Your content must now be:
- Extractable. Is it structured so AI can parse and use it?
- Context-rich. Is it based on deep ICP knowledge and voice-of-customer phrasing? (E-E-A-T prevails for LLM optimization, too.)
- Ubiquitous. Is your brand mentioned across third-party sites, listings, and social signals?
This is where Surround Sound SEO becomes mission-critical. The battleground isn’t just the SERP — it’s everywhere the AI pulls data from.
This entails thinking beyond SEO, collaborating with product marketing, brand marketing, and digital PR teams to ensure consistent, expansive, and accurate brand coverage across influential surface areas.
4. Build on great foundations; aim at revenue growth
We’re optimistic because this new environment rewards signal over noise.
What doesn’t work:
- Churn-and-burn content
- Arbitrage hacks
- Ranking for keywords that don’t map to people, product, or pipeline
What does work:
- Credible, customer-first content that reflects deep understanding
- Off-page authority: brand mentions, expert quotes, earned visibility
- Structurally sound sites with clean UX, accessibility, navigability, and dialed in technical SEO
- A renewed focus on bottom-of-funnel growth, product positioning, customer journey coverage, and revenue contribution
We’ve built Omniscient Digital around these values from day one — and our clients have seen long-term gains, even when this meant choosing hard, high-relevance topics over easy wins.

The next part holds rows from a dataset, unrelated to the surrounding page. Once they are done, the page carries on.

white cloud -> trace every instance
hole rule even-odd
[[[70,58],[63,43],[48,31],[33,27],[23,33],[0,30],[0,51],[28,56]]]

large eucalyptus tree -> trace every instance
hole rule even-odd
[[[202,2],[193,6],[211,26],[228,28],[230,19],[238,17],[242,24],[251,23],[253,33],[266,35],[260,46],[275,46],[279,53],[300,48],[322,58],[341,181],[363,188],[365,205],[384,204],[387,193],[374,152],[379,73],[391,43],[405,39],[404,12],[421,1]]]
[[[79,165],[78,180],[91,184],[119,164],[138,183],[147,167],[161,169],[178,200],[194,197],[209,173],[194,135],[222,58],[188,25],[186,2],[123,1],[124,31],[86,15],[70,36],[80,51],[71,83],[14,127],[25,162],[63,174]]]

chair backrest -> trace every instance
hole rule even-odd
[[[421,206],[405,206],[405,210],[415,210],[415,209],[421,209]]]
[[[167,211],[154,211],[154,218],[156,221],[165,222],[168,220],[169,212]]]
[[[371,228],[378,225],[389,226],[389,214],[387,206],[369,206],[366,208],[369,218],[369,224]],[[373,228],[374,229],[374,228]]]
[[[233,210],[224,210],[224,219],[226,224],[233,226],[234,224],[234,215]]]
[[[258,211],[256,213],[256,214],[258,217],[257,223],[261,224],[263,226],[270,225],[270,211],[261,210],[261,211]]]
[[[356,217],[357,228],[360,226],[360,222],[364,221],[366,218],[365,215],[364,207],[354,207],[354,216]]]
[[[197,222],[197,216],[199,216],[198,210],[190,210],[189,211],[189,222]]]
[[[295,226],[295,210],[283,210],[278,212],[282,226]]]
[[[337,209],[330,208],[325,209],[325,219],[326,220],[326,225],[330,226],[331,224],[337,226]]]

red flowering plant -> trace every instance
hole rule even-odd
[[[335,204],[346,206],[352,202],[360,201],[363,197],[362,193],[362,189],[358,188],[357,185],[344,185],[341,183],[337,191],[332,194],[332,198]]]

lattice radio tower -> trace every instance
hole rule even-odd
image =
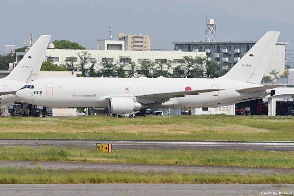
[[[205,42],[217,42],[217,24],[215,19],[206,20],[205,23]]]

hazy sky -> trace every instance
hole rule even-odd
[[[172,42],[203,40],[206,17],[217,20],[218,41],[257,41],[280,31],[279,41],[294,50],[291,0],[13,0],[0,2],[0,53],[4,44],[22,46],[30,33],[95,49],[96,40],[109,38],[109,26],[114,39],[147,34],[152,48],[172,50]]]

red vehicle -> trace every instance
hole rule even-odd
[[[236,106],[235,114],[236,115],[246,115],[246,109],[245,109],[245,107],[244,106]]]
[[[269,112],[269,106],[268,103],[259,101],[256,106],[256,112],[259,115],[268,115]]]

Operating Principles for Organic Growth in the AI Era
We’ve already embedded GEO into everything we do. It’s not a bolt-on or a bandwagon. It’s a natural evolution of our customer-first, performance-driven content strategy.
Here’s what that looks like in practice:
1. Running experiments across models, formats, and visibility layers
- Reverse-engineering prompt chains and citation patterns in ChatGPT, Claude, Perplexity, and Gemini using first party data.
- Identifying which content types and structures are most often cited
- Testing prompt-aligned headers and summaries for higher LLM recall
- Using tools like Peec to spot where clients appear (or don’t) across LLMs
2. Updating our content briefs and workflows
Every piece of content now includes:
- LLM prompt targets: the questions we want to help answer
- Header alignment: natural phrasing and conversational triggers
- Summary blurbs: for quick citation and summarization
- FAQ blocks: to support both LLMs and “People Also Ask” boxes
- Structured elements: tables, lists, comparisons—easy for models to parse
- Internal link plans: to reinforce topic authority and semantic structure
3. Improving brand positioning and sentiment in LLMs
- Auditing citations and refining how clients are described in third-party content
- Rewriting high-traffic or frequently cited pages to reinforce brand messaging
- Doing manual outreach to clean up outdated or low-quality mentions
- Collaborating with product and brand teams to align language across channels
4. Staying grounded in first principles
- Voice of customer comes first. Always has, always will.
- Search is still about problem-solving. Only now, the “search” is happening everywhere.
- Content is still a valuable asset. But reach, resonance, and recall (not just clicks) are the metrics that matter.
We’re not chasing hacks. We’re building systems that scale, and the core of our work remains unchanged.